I flare and land near her boot. Men pause. They always do. They never stop being wary of a bird that's half a man height and can set a deck alight.

She glances down, mouth tugging up. "Vel," she says, warm and teasing, "you know you could burn my ship by breathing wrong."

I blink slow, tilt my head, give her the smallest, most innocent chirp I own. Crime partners, you and me. She rolls her eyes and keeps one hand on the tiller.

"Look at us," she says, gaze on the strait ahead. "I never thought there'd be a day I'd go back. Yet here we are."

I settle, talons clicking on the rail. Don't jinx it. Keep it calm. Keep moving.

She keeps her voice low. "Three were meant for death that day. One lived. Me." A silence stretched. She swallows. "Wind is kind today."

I press my shoulder to her wrist, a brief touch. She breathes out, steadier.

"You think my little aunt is well?" she asks after a time. "I hope she found kindness. " Her mouth quirks. "And my uncle." She shakes her head. "I wonder what kind of man he's become."

Viserys. I don't waste a chirp.

"He'd be near my years now, wouldn't he?" she asks, still not looking at me.

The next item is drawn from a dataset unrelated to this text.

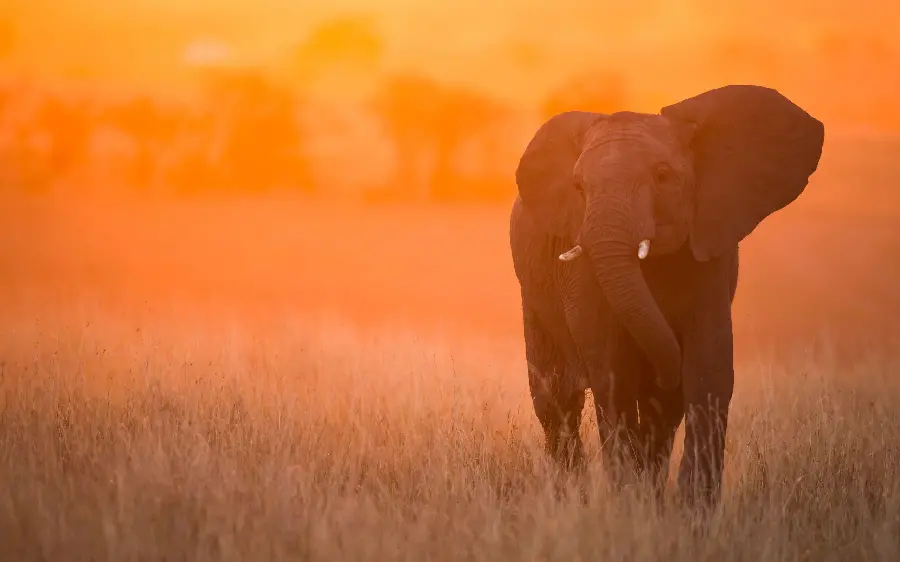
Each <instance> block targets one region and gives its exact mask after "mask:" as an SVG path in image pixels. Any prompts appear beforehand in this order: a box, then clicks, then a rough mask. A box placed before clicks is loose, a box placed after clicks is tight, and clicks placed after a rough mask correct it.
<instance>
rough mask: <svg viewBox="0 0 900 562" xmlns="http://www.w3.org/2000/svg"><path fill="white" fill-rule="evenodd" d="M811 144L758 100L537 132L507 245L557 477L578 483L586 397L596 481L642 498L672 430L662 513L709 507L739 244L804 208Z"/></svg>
mask: <svg viewBox="0 0 900 562" xmlns="http://www.w3.org/2000/svg"><path fill="white" fill-rule="evenodd" d="M824 136H825V128H824V125H823V123H822V122H820V121H819V120H817V119H816V118H814V117H812V116H811V115H810V114H808V113H807V112H806V111H805V110H803V109H801V108H800V107H798V106H797V105H795V104H794V103H793V102H792V101H790V100H789V99H788V98H786V97H785V96H784V95H782V94H781V93H779V92H778V91H777V90H775V89H772V88H768V87H763V86H757V85H727V86H723V87H719V88H716V89H712V90H709V91H706V92H704V93H701V94H699V95H696V96H694V97H691V98H687V99H684V100H682V101H680V102H678V103H674V104H672V105H669V106H666V107H664V108H662V109H661V110H660V111H659V112H658V113H656V114H651V113H637V112H632V111H620V112H615V113H611V114H601V113H593V112H587V111H576V110H573V111H566V112H563V113H559V114H557V115H555V116H553V117H551V118H549V119H548V120H547V121H545V122H544V123H543V124H542V125H541V126H540V127H539V128H538V129H537V131H536V132H535V134H534V136H533V137H532V138H531V140H530V142H529V143H528V144H527V146H526V147H525V149H524V152H523V153H522V155H521V157H520V160H519V163H518V166H517V168H516V171H515V178H516V185H517V188H518V194H517V196H516V198H515V201H514V203H513V205H512V211H511V213H510V224H509V236H510V238H509V242H510V249H511V252H512V258H513V268H514V270H515V275H516V278H517V279H518V282H519V287H520V292H521V304H522V319H523V329H524V339H525V359H526V362H527V370H528V383H529V389H530V393H531V397H532V402H533V406H534V411H535V413H536V415H537V418H538V420H539V422H540V425H541V426H542V429H543V433H544V445H545V448H546V451H547V452H548V454H549V455H550V456H551V458H553V459H554V460H555V461H556V463H558V466H559V467H560V468H561V469H563V470H562V473H570V472H571V471H572V470H573V469H576V468H579V467H583V464H584V453H583V445H582V441H581V438H580V436H579V426H580V423H581V415H582V410H583V408H584V403H585V391H586V390H587V389H590V390H591V393H592V395H593V397H594V403H595V408H596V414H597V421H598V425H599V426H600V439H601V443H602V447H601V450H602V457H603V462H604V464H605V465H607V468H609V467H613V466H618V467H620V468H628V467H630V470H628V471H626V472H625V474H626V475H627V474H632V475H634V474H637V475H640V476H641V477H642V478H645V479H646V481H649V482H651V483H655V485H656V486H657V490H659V487H660V486H661V485H664V483H665V481H666V480H667V479H668V467H669V463H670V457H671V452H672V448H673V446H674V440H675V434H676V431H677V429H678V427H679V426H680V425H681V423H682V421H683V422H684V424H685V437H684V451H685V452H684V456H683V458H682V460H681V463H680V467H679V470H678V474H677V478H676V485H677V488H678V495H677V496H676V497H679V498H681V499H683V500H685V501H686V502H687V503H689V504H691V505H698V504H702V503H704V502H705V504H706V505H715V504H717V503H718V502H720V500H721V487H722V477H723V472H724V466H723V463H724V456H725V435H726V429H727V424H728V412H729V405H730V402H731V399H732V394H733V389H734V352H733V345H734V342H733V339H734V337H733V331H732V316H731V308H732V302H733V300H734V296H735V291H736V289H737V280H738V261H739V260H738V247H739V243H740V242H741V240H743V239H744V238H745V237H746V236H747V235H749V234H750V233H751V232H753V231H754V230H755V229H756V227H757V226H758V225H759V224H760V223H761V222H762V221H763V220H764V219H765V218H766V217H767V216H769V215H771V214H772V213H774V212H776V211H778V210H780V209H782V208H784V207H785V206H787V205H789V204H790V203H792V202H793V201H794V200H795V199H796V198H797V197H799V195H800V194H801V193H802V192H803V191H804V189H805V188H806V186H807V184H808V183H809V180H810V177H811V176H812V174H813V173H814V172H815V170H816V168H817V167H818V163H819V158H820V156H821V152H822V147H823V143H824ZM610 472H611V473H612V472H614V471H610Z"/></svg>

I turn my head and give her the stare. That one. Targaryen thoughts in the old tight drawer: age, blood, marriage, all stacked together. Gods.

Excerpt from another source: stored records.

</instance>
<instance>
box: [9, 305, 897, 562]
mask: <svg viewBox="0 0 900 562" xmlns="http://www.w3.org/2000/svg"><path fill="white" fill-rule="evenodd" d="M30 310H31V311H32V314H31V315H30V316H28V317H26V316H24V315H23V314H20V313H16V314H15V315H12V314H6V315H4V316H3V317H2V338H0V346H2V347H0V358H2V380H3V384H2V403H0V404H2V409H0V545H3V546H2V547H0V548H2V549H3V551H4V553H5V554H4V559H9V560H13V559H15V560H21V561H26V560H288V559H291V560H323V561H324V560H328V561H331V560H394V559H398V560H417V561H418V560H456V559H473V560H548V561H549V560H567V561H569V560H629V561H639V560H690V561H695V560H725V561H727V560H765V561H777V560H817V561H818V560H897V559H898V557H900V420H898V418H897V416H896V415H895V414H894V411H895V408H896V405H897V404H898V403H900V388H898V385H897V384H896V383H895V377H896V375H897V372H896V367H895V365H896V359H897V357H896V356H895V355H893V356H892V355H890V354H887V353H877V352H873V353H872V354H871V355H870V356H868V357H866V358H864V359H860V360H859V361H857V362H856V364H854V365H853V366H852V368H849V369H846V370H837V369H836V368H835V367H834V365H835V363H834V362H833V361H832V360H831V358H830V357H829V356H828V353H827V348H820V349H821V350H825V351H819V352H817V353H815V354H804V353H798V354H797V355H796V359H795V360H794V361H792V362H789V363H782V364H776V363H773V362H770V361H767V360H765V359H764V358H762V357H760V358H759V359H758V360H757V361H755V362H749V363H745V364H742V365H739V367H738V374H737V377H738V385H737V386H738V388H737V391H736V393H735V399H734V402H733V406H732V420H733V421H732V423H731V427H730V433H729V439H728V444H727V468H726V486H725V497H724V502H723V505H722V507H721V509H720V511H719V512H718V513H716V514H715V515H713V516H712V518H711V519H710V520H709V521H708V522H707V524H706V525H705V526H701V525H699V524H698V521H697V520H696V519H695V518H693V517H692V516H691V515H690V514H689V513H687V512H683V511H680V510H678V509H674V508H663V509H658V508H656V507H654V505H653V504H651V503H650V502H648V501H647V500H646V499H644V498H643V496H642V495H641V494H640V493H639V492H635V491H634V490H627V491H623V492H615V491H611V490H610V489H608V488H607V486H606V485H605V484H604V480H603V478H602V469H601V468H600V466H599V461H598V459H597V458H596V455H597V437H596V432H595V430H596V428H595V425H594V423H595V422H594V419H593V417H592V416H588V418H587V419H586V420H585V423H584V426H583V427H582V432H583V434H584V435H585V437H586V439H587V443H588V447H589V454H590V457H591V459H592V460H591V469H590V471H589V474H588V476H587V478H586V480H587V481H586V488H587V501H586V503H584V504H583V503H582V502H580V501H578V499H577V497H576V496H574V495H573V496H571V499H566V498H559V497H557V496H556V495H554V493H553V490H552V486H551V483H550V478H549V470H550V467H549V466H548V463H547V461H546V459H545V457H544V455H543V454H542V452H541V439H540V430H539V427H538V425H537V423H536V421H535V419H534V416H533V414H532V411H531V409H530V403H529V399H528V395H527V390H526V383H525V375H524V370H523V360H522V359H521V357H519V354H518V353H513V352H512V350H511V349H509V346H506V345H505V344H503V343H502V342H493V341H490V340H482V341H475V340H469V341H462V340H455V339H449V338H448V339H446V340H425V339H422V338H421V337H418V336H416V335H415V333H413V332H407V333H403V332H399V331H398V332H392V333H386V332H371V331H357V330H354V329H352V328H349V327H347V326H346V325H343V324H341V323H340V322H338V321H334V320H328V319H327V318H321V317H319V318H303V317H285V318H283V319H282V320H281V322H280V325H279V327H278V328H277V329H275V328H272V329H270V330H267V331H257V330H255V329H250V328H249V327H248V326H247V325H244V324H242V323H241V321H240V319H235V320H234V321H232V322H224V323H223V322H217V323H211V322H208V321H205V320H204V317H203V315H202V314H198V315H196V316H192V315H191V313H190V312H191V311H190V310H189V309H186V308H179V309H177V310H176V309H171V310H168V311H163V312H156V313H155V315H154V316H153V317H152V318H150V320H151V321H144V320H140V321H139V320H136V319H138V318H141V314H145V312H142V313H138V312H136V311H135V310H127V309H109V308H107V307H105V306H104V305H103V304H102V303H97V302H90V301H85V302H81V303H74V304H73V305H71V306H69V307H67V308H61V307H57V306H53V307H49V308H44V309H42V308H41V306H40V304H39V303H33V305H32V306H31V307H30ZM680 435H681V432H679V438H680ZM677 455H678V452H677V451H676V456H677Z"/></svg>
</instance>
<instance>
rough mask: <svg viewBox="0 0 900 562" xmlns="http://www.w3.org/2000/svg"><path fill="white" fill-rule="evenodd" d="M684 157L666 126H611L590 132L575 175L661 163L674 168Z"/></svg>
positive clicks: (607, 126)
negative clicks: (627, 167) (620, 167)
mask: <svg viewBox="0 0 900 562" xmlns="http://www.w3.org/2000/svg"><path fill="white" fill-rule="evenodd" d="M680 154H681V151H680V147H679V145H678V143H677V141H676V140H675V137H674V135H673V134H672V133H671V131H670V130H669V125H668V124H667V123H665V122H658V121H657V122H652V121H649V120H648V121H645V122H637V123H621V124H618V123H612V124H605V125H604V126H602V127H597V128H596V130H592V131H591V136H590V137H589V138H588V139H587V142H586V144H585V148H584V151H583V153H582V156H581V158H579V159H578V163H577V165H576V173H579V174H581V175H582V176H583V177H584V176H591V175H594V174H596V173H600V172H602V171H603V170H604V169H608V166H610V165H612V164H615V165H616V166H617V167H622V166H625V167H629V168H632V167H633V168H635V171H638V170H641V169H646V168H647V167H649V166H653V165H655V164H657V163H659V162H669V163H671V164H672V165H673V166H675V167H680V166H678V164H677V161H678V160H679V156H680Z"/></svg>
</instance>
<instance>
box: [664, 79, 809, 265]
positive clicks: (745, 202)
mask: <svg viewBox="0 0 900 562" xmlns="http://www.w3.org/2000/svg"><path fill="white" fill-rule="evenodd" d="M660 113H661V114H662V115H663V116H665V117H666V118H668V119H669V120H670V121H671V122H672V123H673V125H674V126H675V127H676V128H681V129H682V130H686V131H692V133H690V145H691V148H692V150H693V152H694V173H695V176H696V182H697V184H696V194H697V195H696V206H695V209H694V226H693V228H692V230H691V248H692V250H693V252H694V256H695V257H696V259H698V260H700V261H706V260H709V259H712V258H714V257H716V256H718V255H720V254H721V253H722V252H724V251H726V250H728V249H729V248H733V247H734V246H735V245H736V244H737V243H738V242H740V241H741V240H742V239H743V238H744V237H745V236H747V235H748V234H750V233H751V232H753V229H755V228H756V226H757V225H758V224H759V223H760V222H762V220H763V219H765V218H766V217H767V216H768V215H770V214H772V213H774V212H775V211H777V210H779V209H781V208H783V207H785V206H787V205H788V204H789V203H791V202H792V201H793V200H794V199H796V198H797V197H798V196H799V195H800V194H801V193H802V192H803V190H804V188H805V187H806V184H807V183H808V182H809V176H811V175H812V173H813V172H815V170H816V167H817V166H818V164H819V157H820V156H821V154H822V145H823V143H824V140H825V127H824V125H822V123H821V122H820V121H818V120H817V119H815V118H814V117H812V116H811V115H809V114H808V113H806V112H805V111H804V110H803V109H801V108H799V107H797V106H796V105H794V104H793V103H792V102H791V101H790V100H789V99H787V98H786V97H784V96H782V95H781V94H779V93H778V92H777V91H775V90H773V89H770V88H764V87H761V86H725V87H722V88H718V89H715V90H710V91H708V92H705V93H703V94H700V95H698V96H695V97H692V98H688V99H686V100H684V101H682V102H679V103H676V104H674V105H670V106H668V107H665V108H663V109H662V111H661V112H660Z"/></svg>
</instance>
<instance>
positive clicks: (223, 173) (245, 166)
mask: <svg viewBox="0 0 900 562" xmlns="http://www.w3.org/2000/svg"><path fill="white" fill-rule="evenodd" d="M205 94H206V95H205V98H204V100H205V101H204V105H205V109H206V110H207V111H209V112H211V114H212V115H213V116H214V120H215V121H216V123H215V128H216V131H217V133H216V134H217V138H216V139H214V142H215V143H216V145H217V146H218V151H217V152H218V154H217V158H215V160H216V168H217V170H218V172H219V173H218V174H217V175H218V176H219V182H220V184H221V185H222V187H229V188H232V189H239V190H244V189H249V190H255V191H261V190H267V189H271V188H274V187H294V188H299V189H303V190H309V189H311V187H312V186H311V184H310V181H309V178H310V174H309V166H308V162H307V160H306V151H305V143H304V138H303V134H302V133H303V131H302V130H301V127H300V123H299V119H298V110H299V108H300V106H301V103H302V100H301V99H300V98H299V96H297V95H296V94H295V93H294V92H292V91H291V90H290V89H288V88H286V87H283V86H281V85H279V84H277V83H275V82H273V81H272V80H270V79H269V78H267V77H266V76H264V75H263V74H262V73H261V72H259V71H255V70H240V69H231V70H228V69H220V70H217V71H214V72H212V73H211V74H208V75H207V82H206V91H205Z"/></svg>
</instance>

She huffs through her nose. "Don't glare at me. I'm only counting. I never know what goes on in your head."

Fair. Half the time neither do I. I tap her knuckles: here, now.

Across the water, Garrad raises two fingers in a small salute. Hobb answers with a chin. Men who've seen too much weather. Garrad's look lingers on Rae, then on me. Respect there, and the old caution that kept his crew breathing many night, the days I burnt hundreds in the sea. Fine. Let it stay.

Deck crew move like they belong: women with quick hands at the pins, boys who've made men's backs, a graybeard who talks to the mainsail under his breath. Now and then someone glances up at me and then away. Wary. Never mind.

Rae's voice drops. "Is it right to ask them to follow where I mean to go?"

I lift the wing, shade her for a heartbeat, fold it again. We ask. We pay. We don't lie.

She nods once, as if I'd spoken. "We ask," she says. "We pay."

The whistles pass down the line, Garrad, then Hobb, two short, one long. Sheets ease, then bite. The ships lean into the westing.

Rae's fingers tighten on the tiller. "Narrow Sea," she says. The words are level, but her throat works once. "It isn't the runaway girl and her little bird now."

I hop to the flag cleat and look up at our stitchwork, firebird against the sky.

"It's Captain Rae," she says, more to the sea than to me, "and the one who rules the wind."

I launch clean, catch the lift off the mainsail, and climb until the three hulls draw a straight line below. Heat hums quiet under feather and bone. Spreaded the wings with a screech, took into the sky, again.

Yi Ti fades to haze behind. West in front. Home, if it still fits.